Ook in Nederland werden er in de oorlogsjaren kinderen geëvacueerd, bijvoorbeeld in de hongerwinter, doen kinderen uit de grote steden werden overgebracht naar plattelandsgebieden waar nog wel eten was. Eerder al werden er o.m. evacuaties georganiseerd vanuit Den Helder, een stad die zwaar werd gebombardeerd door de geallieerden. Mijn grootmoeder was één van die geëvacueerden, ze kwam in Keinsmerbrug terecht (niet eens zo heel ver van Den Helder). Of dergelijke evacuaties hier ook door de Duitse bezetter geïnitieerd werden, en dus onderdeel waren van hetzelfde beleid, weet ik niet, het kan natuurlijk ook op initiatief van de Nederlandse autoriteiten (zij het onder Duits gezag) zijn gebeurd.
Esther Bouma zegt
Vermoedelijk kan het Rijksarchief voor oorlogsdocumentatie hier een antwoord op bieden.Tijdens WOII ging het binnen Duitsland om enorme aantallen kinderen (soms ook met hun moeders) die geëvacueerd werden naar veiliger gebieden maar ook Nederlandse kinderen uit NSB-gezinnen mochten "op vakantie" (klinkt toch wat cynisch in oorlogstijd) naar Oostenrijk of Duitsland. In het boek "kinderen van foute ouders" van Chris van der Heijden staan daarover enige verhalen. Mijn cursiste was echter na de oorlog, in de jaren 50, elke zomer in Nederland en dat heette toen nog steeds "Kinderlandverschickung." Vermoedelijk namen welzijnsorganisaties de organisatie op zich, zoals bijv. die Johanniter, en noemden het nog steeds Kinderlandverschickung. Opmerkelijk eraan vind ik dat relatief kort na de bezettingsperiode ook Nederland tot de reisdoelen behoorde en er gezinnen bereid waren een kind uit Duitsland op te nemen. (vermoedelijk wel tegen een vergoeding) Maar mijn cursiste werd erg liefdevol in dat gezin opgenomen en dat is zo groots van die Hollandse moeder.
Hans Beelen zegt
Aan de universiteit van Oldenburg heb ik ooit een cursus "Niederländisch für WissenschaftlerInnen" mogen geven, dus voor collega's van andere vakken die belangstelling hebben voor Nederlands. De 'studenten' waren zeer gemotiveerd, en een van de cursisten was een Berlijnse germanist/slavist, die als kind kort na de oorlog in een Nederlands gezin was opgenomen om bij te sterken. Bij die Nederlandse ouders ging hij nog elk jaar op bezoek, en het was te merken dat dat contact voor hem heel dierbaar was. Hij noemde zijn pleegvader (die eigenlijk Albert heette) liefkozend Appie.

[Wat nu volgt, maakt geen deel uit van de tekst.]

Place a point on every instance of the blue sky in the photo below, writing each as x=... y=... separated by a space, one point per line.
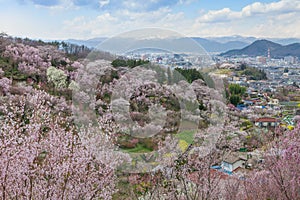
x=83 y=19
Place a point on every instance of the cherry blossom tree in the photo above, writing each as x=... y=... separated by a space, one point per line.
x=43 y=157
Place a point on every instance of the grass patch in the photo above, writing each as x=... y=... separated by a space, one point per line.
x=187 y=136
x=138 y=149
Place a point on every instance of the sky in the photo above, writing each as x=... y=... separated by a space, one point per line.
x=85 y=19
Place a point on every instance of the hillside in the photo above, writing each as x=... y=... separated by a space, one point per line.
x=260 y=48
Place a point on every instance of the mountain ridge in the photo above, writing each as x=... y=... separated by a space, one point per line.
x=262 y=47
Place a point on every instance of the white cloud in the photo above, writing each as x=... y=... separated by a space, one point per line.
x=251 y=10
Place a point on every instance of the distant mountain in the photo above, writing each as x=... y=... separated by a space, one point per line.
x=91 y=43
x=208 y=45
x=236 y=38
x=260 y=48
x=214 y=46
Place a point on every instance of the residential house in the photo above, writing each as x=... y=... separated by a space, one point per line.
x=233 y=162
x=267 y=122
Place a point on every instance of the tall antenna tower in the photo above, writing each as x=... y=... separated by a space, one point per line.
x=269 y=53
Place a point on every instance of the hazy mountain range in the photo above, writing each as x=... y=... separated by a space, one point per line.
x=261 y=48
x=210 y=44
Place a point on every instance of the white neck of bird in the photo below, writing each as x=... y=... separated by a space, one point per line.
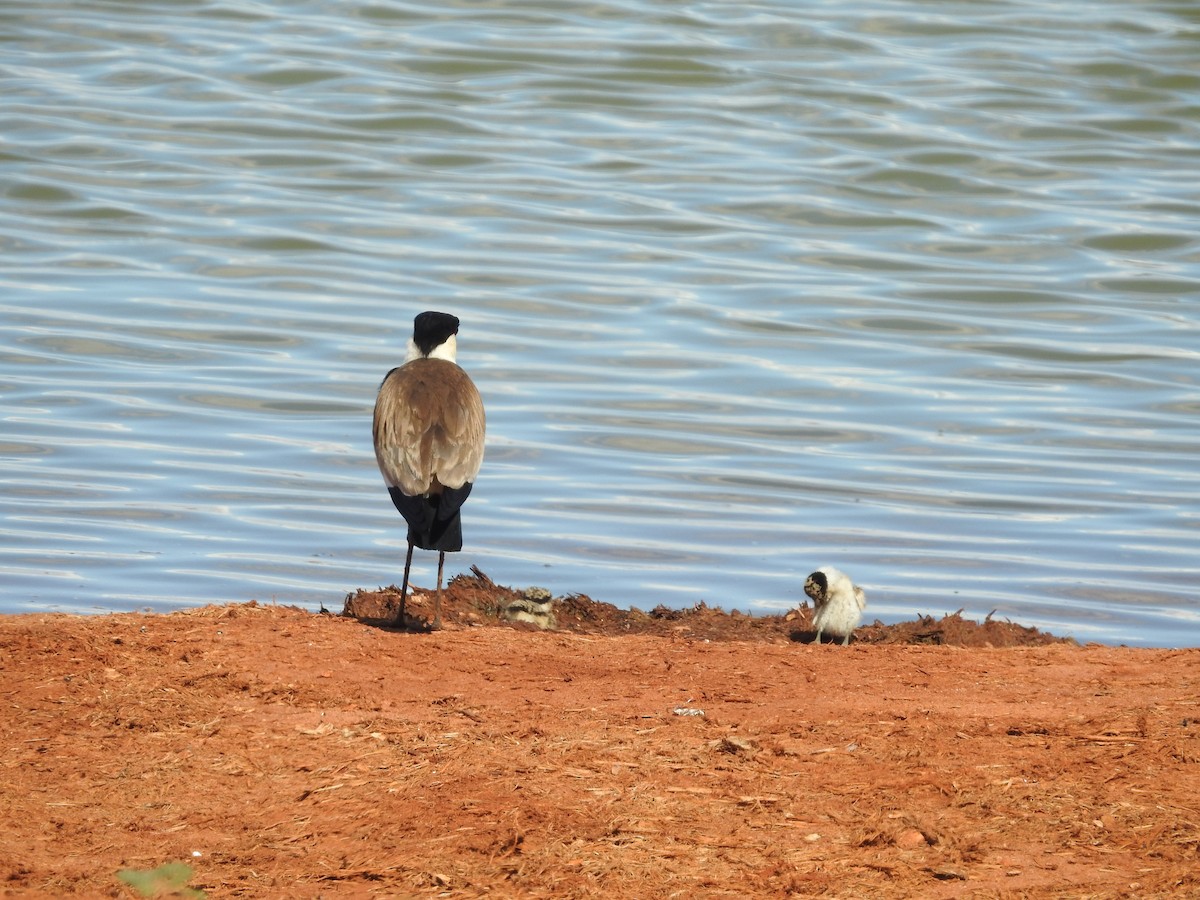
x=445 y=351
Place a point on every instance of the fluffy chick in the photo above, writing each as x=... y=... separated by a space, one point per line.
x=837 y=600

Op de universiteit was hij lange tijd een van de drijvende krachten achter de coöperatie met de Noordelijke Hogeschool. Inmiddels zijn de pleegouders overleden, en de collega is met pensioen, maar ik kom hem nog regelmatig tegen in de stad, en dan praten we altijd even Nederlands met elkaar. Hij is een polyglot, spreekt ook vloeiend Russisch en Turks, was gespecialiseerd in DaF, wie weet heeft die vroege ervaring van ondergedompeld te worden in een anderstalige omgeving daaraan een en ander bijgedragen.
Esther Bouma zegt
Dankjewel Hans voor je reactie, ook een heel bijzonder verhaal! Eveneens opmerkelijk dat deze man al zo kort na de oorlog als kind al in Nederland was. Ik denk dat het heel interessant zou zijn om uit te zoeken welke Duitse/Nederlandse organisaties deze bemiddeling op zich namen en de historische feiten te combineren met de persoonlijke ervaringen van die kinderen van toen en de Nederlandse pleegouders. De tijd dringt want die kinderen van toen zijn nu op leeftijd. Als je jouw kennis tegenkomt, zou je hem dan willen vragen of hij bereid zou zijn, zijn ervaringen op te laten tekenen?